Considering Snell's 49-52 record in the minors, we're probably not talking about Roy Hobbs here, but it would be nice, after all these years, if Snell made it to the majors for a while. He seems a nice man, tall (6 feet 4), thin (190 pounds), soft-spoken and, obviously, patient; last September was the first time he was called up. "I was nervous," he admitted. "I wasn't used to seeing so many people in the stands, or hearing so much noise from the crowd." When he finally got the chance to pitch in the majors, and heard his name announced in the stadium, he felt such a thrill, he said, it made all the waiting worthwhile: "I know it didn't come as quickly as I would have liked, but the point is that it came."
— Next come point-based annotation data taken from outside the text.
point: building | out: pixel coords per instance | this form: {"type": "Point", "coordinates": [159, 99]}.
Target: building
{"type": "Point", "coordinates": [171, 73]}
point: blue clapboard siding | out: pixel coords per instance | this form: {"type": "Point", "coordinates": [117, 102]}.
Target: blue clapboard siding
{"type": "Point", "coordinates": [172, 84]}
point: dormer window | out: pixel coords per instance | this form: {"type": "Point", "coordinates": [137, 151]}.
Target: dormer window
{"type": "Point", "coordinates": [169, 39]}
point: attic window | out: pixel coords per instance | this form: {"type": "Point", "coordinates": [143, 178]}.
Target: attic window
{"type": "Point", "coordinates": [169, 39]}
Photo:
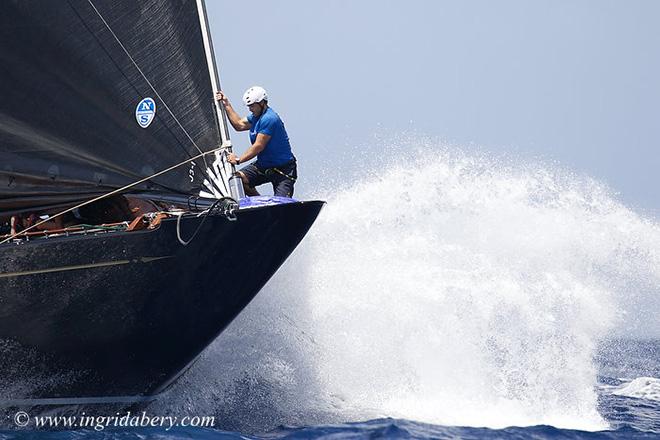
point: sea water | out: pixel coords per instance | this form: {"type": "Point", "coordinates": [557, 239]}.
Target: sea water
{"type": "Point", "coordinates": [457, 295]}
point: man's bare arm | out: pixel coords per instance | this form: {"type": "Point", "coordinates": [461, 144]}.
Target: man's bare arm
{"type": "Point", "coordinates": [256, 148]}
{"type": "Point", "coordinates": [239, 124]}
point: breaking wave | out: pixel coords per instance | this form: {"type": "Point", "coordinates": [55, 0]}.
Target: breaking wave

You don't go eight years riding on old buses, sleeping in cinder-block motels and living on $12 a day meal money without it crossing your mind that maybe you're in the wrong line of work. "Many times," Snell conceded, "many times. You see guys who are being pushed ahead of you even though you've done a good job. You feel you should be there, and you're not. You think of quitting. But you've got to put that in the back of you mind, and go ahead and play ball."

But why?

"For the love of the game."

Snell leaned back, bracing himself against the dugout wall, and talked about growing up in the small South Carolina town of Vance. "I used to watch the Game of the Week on television. I saw all the big ballplayers, and I knew that if I could get a job playing pro ball -- it didn't matter what level -- that would be the right thing for me. The Orioles drafted me in the 18th round in 1972. I went to Bluefield, W.Va., to see if I liked it, but I didn't sign because I got homesick. Five years later some scouts came to see me again, and I jumped on it; if baseball still wanted me, I surely wanted it. I never thought I would get this close to the majors. Now that I am this close, I don't want to let go."

In his minor league life Nate Snell has worn uniforms numbered 20, 22, 27, 28, 29 and 30. As a nonroster player in the Orioles' camp he has worn 68, 72 and 73. This year he's wearing 36 -- the same number he had for his two weeks in Baltimore -- and it feels good. He'd like to keep it all season. But eight years in the minors make a man hesitant to claim anything he can't hold in his hands. "At my age, I guess you could say that if I'm not there, or getting there right now, it's pretty tough for me," Snell said. He'd like to think he can pitch in the majors for a few years still; he's as good this March at 32 as he was last September at 29. But if the Orioles send him out, he'll go. For the love of the game.